The Immune Response to Pathogen Invasion

The immune response is composed of innate and adaptive components. The initial responder to pathogens is the innate component, comprised mainly of phagocytic cells (e.g., neutrophils, monocytes, macrophages, and dendritic cells) able to engulf and kill pathogens. After phagocytosing and digesting pathogens and then processing pathogen‐derived antigens, innate immune cells release inflammatory mediators and cytokines, and present the processed antigen to T helper cells and B lymphocytes, leading to the development of the more specific adaptive immune response. The T cells and B cells are responsible for the antigen‐specific recognition and destruction of pathogens. Traditionally, the classical adaptive response was attributed to T and B cells able to express different receptors for maximal specificity based on the antigen being presented, while the innate response was understood to rely on receptors only able to recognize highly conserved microbial structures. More recently, it is evident that innate cells have the ability to modify responses by pattern recognition, leading to the concept of innate immune memory or innate immune training.

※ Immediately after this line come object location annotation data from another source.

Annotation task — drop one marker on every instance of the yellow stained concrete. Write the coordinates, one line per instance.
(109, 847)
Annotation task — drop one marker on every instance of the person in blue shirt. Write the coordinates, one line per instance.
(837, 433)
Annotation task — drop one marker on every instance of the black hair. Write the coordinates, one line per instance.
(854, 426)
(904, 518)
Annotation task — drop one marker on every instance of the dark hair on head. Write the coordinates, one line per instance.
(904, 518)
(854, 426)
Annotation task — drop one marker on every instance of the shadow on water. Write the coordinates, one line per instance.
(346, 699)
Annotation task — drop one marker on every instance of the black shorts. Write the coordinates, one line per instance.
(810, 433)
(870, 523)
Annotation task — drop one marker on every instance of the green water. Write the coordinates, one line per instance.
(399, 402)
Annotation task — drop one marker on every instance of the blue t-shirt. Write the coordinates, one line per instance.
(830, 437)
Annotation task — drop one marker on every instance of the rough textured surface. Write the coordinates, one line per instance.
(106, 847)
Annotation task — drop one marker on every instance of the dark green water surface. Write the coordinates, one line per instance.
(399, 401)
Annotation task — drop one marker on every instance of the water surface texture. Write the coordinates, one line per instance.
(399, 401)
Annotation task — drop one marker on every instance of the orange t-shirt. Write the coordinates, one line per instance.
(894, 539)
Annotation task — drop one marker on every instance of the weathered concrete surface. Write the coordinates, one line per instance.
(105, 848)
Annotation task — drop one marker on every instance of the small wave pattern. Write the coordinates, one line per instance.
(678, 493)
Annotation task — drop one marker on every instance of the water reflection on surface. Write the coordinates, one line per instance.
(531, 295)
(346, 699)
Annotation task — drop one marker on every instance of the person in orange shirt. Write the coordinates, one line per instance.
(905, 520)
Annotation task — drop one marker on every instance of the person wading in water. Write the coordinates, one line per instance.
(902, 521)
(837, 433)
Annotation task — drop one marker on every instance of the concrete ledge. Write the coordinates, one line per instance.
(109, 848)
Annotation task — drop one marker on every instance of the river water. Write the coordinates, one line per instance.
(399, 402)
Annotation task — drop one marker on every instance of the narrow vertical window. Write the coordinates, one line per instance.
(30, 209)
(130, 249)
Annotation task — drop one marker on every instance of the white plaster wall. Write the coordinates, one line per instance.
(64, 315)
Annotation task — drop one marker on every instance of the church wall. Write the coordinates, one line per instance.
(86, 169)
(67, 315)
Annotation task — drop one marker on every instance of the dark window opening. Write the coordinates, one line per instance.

The main challenge for the innate immune system is to differentiate self or benign from pathogenic antigens. Evolution's ingenious solution has been to identify microbe‐ or pathogen‐associated molecular patterns (MAMPs or PAMPs), which are different motifs present in invading microorganisms that are lacking in higher eukaryotes. During the early phase of the immune response, MAMPs are recognized by pattern recognition receptors (PRRs) and complement binding (e.g., dectin‐1 and complement receptor 3 for β‐glucan signaling), which prompt a rapid detection and control of pathogen invasion via initiation of an innate immune response. PRRs are expressed on dendritic cells, the classical antigen presenting cells (APCs), and play an essential role in recognizing endogenous (host‐derived) and exogenous (environmental) ligands prior to phagocytosis. APCs are specialized phagocyte like dendritic cells and macrophages distributed across the host. Following pathogen internalization and phagosome formation, a key aspect of the antimicrobial component of the innate immune response is the production of reactive oxygen species (ROS) against pathogens, a phenomenon known as oxidative burst. This response has been reported against β‐glucans from fungal and yeast cell walls, and results in the phosphorylation of the NADPH oxidase complex and ultimately production of ROS (e.g., superoxide anion).